麦の価格が下る。貴族が困る。それが我々にとってどう関係してくるのか。

そもそも、小麦が豊作であれば価格が下がるのは、自然現象のようなものだ。

そんな状況に、個人が介入することができるのか。


「私が元冒険者であることは、お話しましたよね」


エイベルとクレイグにも聞こえるように確認する。


「私は、貴族様達の領地開発熱が今しばらく続いて欲しいと思っているのです。そのことが、冒険者達の暮らしを改善する一つの方法だからです。ですから、領地開発に取り組んだ貴族様が損をするのは困るのです」


クラウディオはともかく、2人の水車技術者には、貴族がどうとか冒険者がどうしたとか、大きすぎてぴんと来ない話のようだ。


「はあ・・・」だの「ふむ・・・」だのと困惑した声しか返ってこない。


もう一度、前提に立ち戻り、一歩ずつ説明する。


「収入が下がると、領地を治める貴族は困りますよね」


「それは、そうです」「うむ」


「土地開発のために、教会や大商人から資金調達までしている貴族様も多いと聞きます。小麦の価格が少し下がるだけでも打撃となる領地は多いはずです」


「かもしれません」「ううむ」


「そこで、小麦のままでは安くなるので、小麦粉にして販売してはどうでしょう?と持ちかけるのです。小麦そのままを売るよりも、加工した分、高く売れますから」


「ですが、小麦粉は高価格品です。大量に生産しても、購入できる者は限られるのでは」


クラウディオが、こちらの意図を確認するために質問してくる。

もちろん、2人の技術者に聞かせるためだ。


「ですから、安くするのです。川舟で運んでもらい、大量の水車を稼働させて、一定品質の小麦を安価に小麦粉へと加工します。結果として、小麦粉の価格は大幅に下がります。質の良い小麦粉であれば、購入したい者も多いでしょう」


「それは・・・しかし、他の領主の方から文句はでませんか?」


エイベルが他の貴族の横槍を懸念して質問してくる。

実際、これだけの内容を話しているというのに、その場所は街の工房の一室であるし、目の前の男は平民出の元冒険者に過ぎない。

貴族達の争いに介入するような真似をして平気なのか、という感覚を持つのは、むしろ自然なことだろう。
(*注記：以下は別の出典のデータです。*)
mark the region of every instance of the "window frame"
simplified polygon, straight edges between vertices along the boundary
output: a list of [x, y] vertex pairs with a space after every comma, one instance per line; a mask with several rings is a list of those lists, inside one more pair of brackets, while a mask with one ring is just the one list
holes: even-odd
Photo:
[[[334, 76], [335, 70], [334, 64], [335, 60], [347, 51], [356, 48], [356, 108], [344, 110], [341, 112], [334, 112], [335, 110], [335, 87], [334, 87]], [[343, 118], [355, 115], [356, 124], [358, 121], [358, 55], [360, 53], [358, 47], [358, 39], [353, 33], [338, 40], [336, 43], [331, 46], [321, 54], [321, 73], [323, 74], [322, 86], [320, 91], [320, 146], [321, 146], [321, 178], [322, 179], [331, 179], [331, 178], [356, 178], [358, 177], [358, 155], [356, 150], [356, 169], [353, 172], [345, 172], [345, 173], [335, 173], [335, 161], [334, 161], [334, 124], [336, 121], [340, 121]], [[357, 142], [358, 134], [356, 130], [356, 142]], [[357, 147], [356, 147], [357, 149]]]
「一部の小麦粉を扱う方からは歓迎されないでしょう。ですが、大勢の小麦の現金化に困る領主の方々からは歓迎されるはずです。何しろ、価格の低下で減少する収入を補ってくれるわけですから」


エイベルの懸念はわかるが、この話は大勢が直接に得をする話である。

貴族達からすると、攻撃して潰すよりも一旦は事業を見守ろうという方向になると踏んでいる。

今回はきちんと背後(バック)もいることであるし。


「それに、今度の領地は教会の直轄地ですし、あのニコロ司祭様が領主ですから。私は、ただの代官です。数年間領地をお預かりして、資産を増やして次の方にお渡しするので仕事ですから」


「小麦粉の流通で、各街のギルドとの関係は問題になりませんか」


クラウディオも、確認してくる。


「そうですね。その場合は教会の方で流通させることになるのでしょう。ただ、しばらくは持ち込まれた小麦を小麦粉に製粉するだけの仕事だけをするわけですから、特に問題となることはないと思われます」


我々は他の領主の権益には踏み込まない。自分の領地で事業を運営するだけである。

そこへ、たまたま他の領地から小麦が持ち込まれる、その形を崩さない。

将来的には大規模な製粉所間で競争が激しくなり、流通もやって欲しいという話が出るのかもしれないが、今は製粉産業を興すことだけに集中するので精一杯であるし、そこまで世の中が成熟し豊かになっていれば、自分も安心して農場を買って引退できようというものだ。